Türkiye solunda istisnai bir figür olan, gerçek militan ve inançlı devrimci eski ÖDP genel başkanı Alper Taş demiş ki, partilerinin “üç” ilkesi varmış ve ne yazık ki HDP bu üç ilke yerine “kimlik” siyasetini öne çıkarıyormuş. Hatta, satır aralarını okuyacak olursak, HDP’yle ittifak yapmamalarının temel ideolojik ve programatik sebebi buymuş.
Yanlış hatırlamıyorsam bu “üç ilke” esas olarak “SİP-TKP”nin Genel Sekreteri tarafından dile getirilmişti.
Nedir bu “üç ilke”?
Birincisi “laiklik”. İkincisi “kamusalcılık.” Üçüncüsü de “anti-emperyalizm” imiş.
Eğer Sol Parti HDP’yle rejime karşı ittifak yapsaydı, bu “üç ilkeyi” nasıl yorumlarsa yorumlasın Kürt özgürlük hareketi açısından bir sorun olmazdı. Kürt halkı bu “üç ilkeyi” benimseyen Sol Parti ile ittifakı memnuniyetle bağrına basardı.
Ama Sol Parti bu “üç ilke” nedeniyle HDP’yle ittifaka yanaşmıyor.

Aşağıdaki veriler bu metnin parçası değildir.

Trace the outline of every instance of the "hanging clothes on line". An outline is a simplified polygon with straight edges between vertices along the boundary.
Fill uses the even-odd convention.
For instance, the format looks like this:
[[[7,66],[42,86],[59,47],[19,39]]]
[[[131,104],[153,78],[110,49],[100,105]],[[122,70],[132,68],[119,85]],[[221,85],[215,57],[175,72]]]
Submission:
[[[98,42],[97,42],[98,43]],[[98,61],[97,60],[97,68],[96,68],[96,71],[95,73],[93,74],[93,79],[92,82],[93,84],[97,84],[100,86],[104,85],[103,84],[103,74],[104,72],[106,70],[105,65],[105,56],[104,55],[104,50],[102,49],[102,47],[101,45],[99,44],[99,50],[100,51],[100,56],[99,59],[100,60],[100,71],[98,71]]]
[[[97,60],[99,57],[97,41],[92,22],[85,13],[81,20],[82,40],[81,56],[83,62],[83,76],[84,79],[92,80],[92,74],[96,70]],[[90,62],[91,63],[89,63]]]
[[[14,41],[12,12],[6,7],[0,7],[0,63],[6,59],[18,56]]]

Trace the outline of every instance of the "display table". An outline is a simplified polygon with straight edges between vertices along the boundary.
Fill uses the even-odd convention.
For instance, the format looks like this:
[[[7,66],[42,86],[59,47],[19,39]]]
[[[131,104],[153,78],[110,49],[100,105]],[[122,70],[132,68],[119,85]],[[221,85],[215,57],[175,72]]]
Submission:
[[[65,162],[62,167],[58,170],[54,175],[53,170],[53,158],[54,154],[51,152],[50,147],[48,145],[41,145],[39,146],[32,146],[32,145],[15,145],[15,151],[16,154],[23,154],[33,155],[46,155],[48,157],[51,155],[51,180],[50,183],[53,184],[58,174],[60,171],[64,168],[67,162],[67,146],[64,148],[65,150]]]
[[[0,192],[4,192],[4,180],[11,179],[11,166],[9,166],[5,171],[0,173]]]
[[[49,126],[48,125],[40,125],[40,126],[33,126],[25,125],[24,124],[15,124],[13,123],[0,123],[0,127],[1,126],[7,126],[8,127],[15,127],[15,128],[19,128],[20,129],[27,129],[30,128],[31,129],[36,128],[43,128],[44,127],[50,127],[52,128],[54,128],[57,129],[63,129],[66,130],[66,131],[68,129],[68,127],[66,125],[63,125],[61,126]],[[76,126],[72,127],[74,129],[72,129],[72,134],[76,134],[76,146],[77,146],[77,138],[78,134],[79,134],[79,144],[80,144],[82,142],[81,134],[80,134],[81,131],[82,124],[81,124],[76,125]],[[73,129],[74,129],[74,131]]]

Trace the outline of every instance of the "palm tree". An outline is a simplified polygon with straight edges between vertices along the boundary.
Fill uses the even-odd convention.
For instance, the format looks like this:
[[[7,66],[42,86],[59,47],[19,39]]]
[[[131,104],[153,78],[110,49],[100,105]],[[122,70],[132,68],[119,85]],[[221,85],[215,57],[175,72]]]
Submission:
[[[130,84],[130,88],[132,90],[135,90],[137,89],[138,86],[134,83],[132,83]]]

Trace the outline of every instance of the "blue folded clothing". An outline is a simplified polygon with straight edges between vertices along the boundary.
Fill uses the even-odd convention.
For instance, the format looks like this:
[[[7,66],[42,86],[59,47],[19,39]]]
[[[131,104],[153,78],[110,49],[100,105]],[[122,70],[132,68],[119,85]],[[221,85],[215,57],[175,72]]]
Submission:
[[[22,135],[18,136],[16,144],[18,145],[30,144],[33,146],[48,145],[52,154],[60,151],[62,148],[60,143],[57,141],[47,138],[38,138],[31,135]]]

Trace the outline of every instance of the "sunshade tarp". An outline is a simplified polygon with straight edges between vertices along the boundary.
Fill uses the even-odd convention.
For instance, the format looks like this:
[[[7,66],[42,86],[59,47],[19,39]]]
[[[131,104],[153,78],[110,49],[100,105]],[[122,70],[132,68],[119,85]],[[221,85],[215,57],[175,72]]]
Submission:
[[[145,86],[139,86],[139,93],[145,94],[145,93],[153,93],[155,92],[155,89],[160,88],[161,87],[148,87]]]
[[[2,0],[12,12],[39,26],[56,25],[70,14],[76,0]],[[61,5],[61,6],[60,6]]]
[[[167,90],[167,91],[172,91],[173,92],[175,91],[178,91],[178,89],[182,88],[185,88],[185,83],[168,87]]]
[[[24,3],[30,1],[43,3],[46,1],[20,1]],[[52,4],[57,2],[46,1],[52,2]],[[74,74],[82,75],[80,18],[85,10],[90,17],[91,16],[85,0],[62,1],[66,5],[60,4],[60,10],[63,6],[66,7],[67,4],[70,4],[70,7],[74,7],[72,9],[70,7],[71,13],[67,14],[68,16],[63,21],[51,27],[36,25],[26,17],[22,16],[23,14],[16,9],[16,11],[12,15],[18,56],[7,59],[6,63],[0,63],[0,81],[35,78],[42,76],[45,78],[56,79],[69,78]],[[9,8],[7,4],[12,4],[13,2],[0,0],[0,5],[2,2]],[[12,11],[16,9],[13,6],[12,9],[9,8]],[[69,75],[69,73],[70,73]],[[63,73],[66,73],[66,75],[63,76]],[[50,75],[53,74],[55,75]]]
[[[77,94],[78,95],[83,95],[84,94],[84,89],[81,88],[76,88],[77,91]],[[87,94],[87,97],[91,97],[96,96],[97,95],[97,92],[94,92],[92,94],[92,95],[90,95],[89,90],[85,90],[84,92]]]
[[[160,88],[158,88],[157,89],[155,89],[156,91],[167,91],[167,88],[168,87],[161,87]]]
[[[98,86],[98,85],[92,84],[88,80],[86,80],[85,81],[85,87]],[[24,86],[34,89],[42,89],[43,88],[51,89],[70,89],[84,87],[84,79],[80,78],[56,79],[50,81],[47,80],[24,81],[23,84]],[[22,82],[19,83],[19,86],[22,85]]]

Çünkü HDP’den şüpheleniyor. HDP bu “üç ilkeden” “laikliği” öne çıkarmadığı için, yine satır aralarını okuyarak söylüyorum, “dincilerle” uzlaşabilirmiş. Sol Parti “kamusalcıymış”, ama HDP pek öyle değilmiş. Yine satır aralarına göre, “emek eksenli” olmadığı ve “kimlik” eksenli olduğu için, demek ki, kamusalcılığın karşıtı olan “kapitalistlerle” işbirliği yapabilirmiş. Daha beteri, yine satır aralarına göre, HDP “anti-emperyalist” de değilmiş, her an emperyalistlerle de uzlaşabilirmiş. “Vatana ihanet” gibi bir şey.
Eh, HDP böyle olunca, ben de olsam HDP’yle ittifaka yanaşmam.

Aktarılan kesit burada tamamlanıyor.